Here is the result -- it's not a spoiler, because anyone who truly understands the basic physics involved, will not be surprised to hear that the goddamn plane takes off.
However, I've since come to the conclusion that Plane on a Treadmill looks like a physics question, but it's actually a psychology question.
If you're one of those people who thought the plane in the Mythbusters setup wouldn't take off, the answer is simple:
- Your understanding of physics isn't quite as strong as you thought
- You can't wrap your head around the fact that people and cars behave differently from planes
- You should probably pay more attention to the nice demo and animation they did
- You're being stubborn (or deliberately obtuse), because you're sticking to an interpretation of the problem that doesn't make sense and that requires magic
- You're probably never going to change your mind, because the Mythbusters folks basically demonstrated it as good as you can get, and by sticking to your opinion in the face of proof, you're taking it out of the realm of fact and science and officially joining the realm of the 9/11 Truthers and Moon landing hoax conspiracy theorists and Creationists.
The main, physics part of the problem is that people hear "treadmill," and they think back to their experience running on a treadmill or driving on a dynamometer, and try to apply that to an airplane on a treadmill, which is superficially similar but actually completely different.
The other, psychological part of the problem is that the wording of the original question that most people saw isn't very good. In fact, the original wording stinks on ice.

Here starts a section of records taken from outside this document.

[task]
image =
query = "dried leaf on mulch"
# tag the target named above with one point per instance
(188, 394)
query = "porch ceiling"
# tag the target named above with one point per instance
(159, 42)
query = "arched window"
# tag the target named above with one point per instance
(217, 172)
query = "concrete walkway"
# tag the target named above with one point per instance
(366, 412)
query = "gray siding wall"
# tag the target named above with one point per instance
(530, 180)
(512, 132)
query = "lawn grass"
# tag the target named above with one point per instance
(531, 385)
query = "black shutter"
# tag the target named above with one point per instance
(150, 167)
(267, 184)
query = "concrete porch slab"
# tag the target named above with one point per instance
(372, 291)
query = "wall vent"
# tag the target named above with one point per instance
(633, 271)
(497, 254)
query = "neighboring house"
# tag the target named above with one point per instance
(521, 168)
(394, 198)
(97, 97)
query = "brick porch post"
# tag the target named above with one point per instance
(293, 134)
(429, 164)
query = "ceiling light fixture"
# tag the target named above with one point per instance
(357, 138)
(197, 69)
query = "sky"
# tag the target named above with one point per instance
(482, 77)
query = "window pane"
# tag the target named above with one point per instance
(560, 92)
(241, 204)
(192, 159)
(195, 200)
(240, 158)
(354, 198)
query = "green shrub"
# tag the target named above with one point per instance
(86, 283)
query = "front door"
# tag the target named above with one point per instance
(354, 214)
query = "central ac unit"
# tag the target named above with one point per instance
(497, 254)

This is because it allows an interpretation of the question that is self-negating -- the "speed" bit can be read as stating right off the bat that the plane can't move forward (relative to a fixed point to the ground), no matter what. Which means it won't take off. Period.

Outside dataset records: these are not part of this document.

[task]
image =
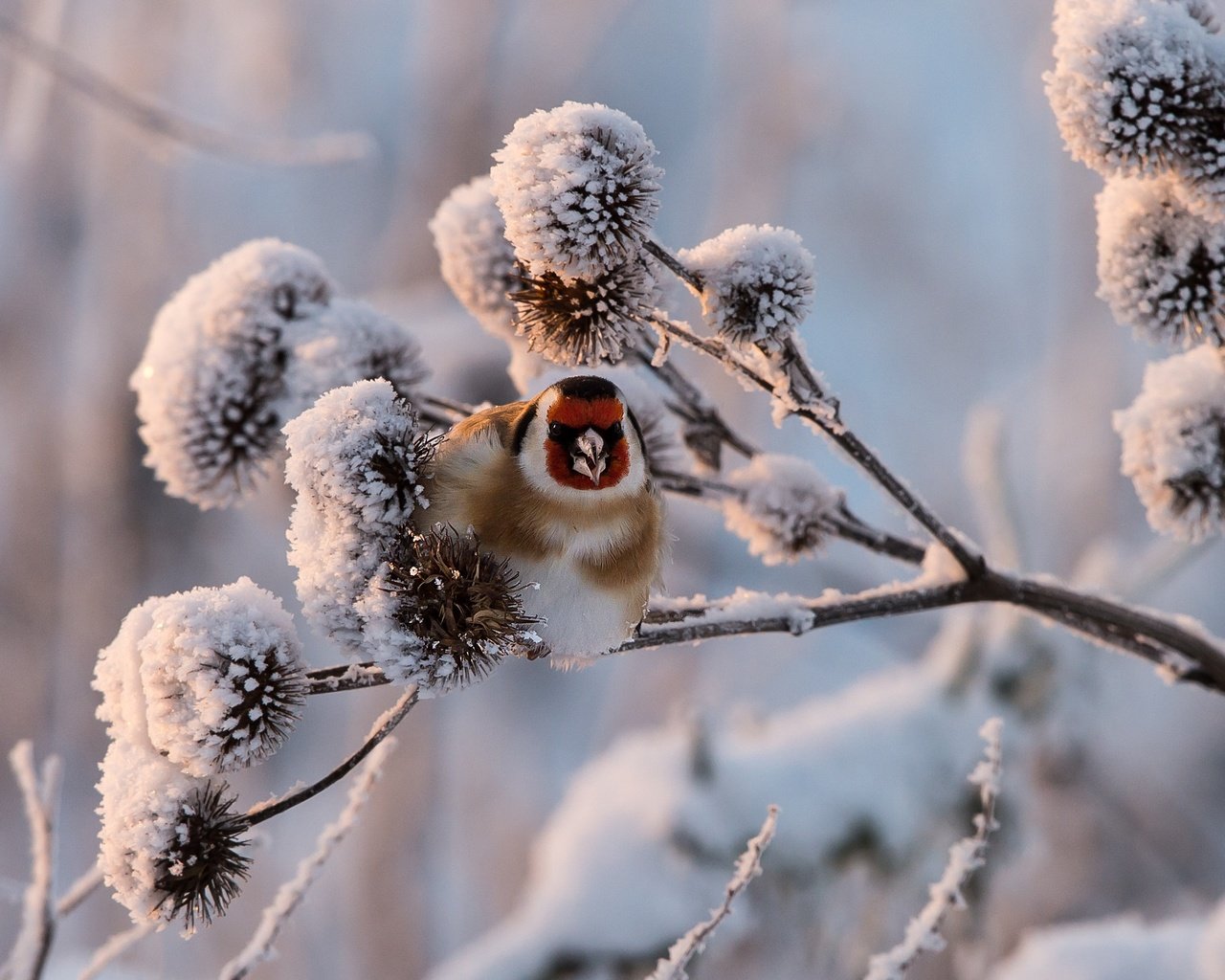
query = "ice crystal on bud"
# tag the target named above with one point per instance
(441, 612)
(577, 189)
(355, 462)
(1140, 87)
(211, 375)
(350, 342)
(1162, 267)
(1173, 444)
(585, 322)
(169, 843)
(783, 508)
(222, 675)
(475, 256)
(757, 284)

(I held this interpretation for about 5 minutes -- I originally thought the plane wouldn't take off. I came around shortly after.)
The problem with the "doesn't move forward, no matter what" interpretation of the question is twofold:
- It's not a question anymore. It's pointless -- you've taken a moderately interesting thought experiment and turned it into a reading comprehension exercise.

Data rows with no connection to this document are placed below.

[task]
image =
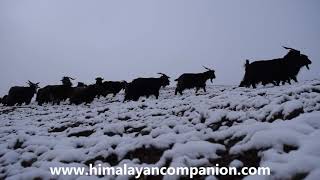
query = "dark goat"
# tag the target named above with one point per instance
(145, 87)
(275, 70)
(194, 80)
(87, 94)
(99, 87)
(81, 84)
(84, 94)
(4, 100)
(19, 95)
(113, 87)
(55, 93)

- It requires a magical treadmill.
However, if skip the rope and rely solely on the treadmill -- you can keep a person or a car from moving forward, but you can't do it with a plane (or a rocket car, or a rollerblader with a Wile E. Coyote jetpack), unless the treadmill itself is magical.
The only forces holding the plane back are the friction of the wheels against the treadmill; inertia; and friction in the bearings and with the air: All of which are real, but vastly overwhelmed by the forward thrust of the engine.
If you insist on sticking with this "things don't move forward, for anything (even planes)" treadmill, it has to move fast enough so that the relatively tiny, tiny friction forces are magnified enough to overcome the thrust of the engines. Almost infinitely fast, in fact. Which is fine: You've now got an impossible, magical treadmill.
What you don't have is a real world physics problem anymore, the kind they test on Mythbusters. At best, it becomes a metaphysics question, like "Can God microwave a burrito so hot He can't eat it?"
So here's the psychology question -- pick the statement which best describes you:
- I would do anything to be right, even if it means picking an arcane interpretation of a self-defeating question that requires magic and keeps things completely in the realm of theory, precluding any possibility of doing something cool
- I would rather have something you can actually build, like a big-ass treadmill, scaled-up to handle a plane and match the speed of the wheels (which is just an engineering problem -- merely impractical, not impossible)
- Shut up, I don't like physics, engineering, psychology, or you.
- The plane will move forward (relative to a fixed point on the ground).
- The plane will take off.
- People will keep complaining and keep arguing.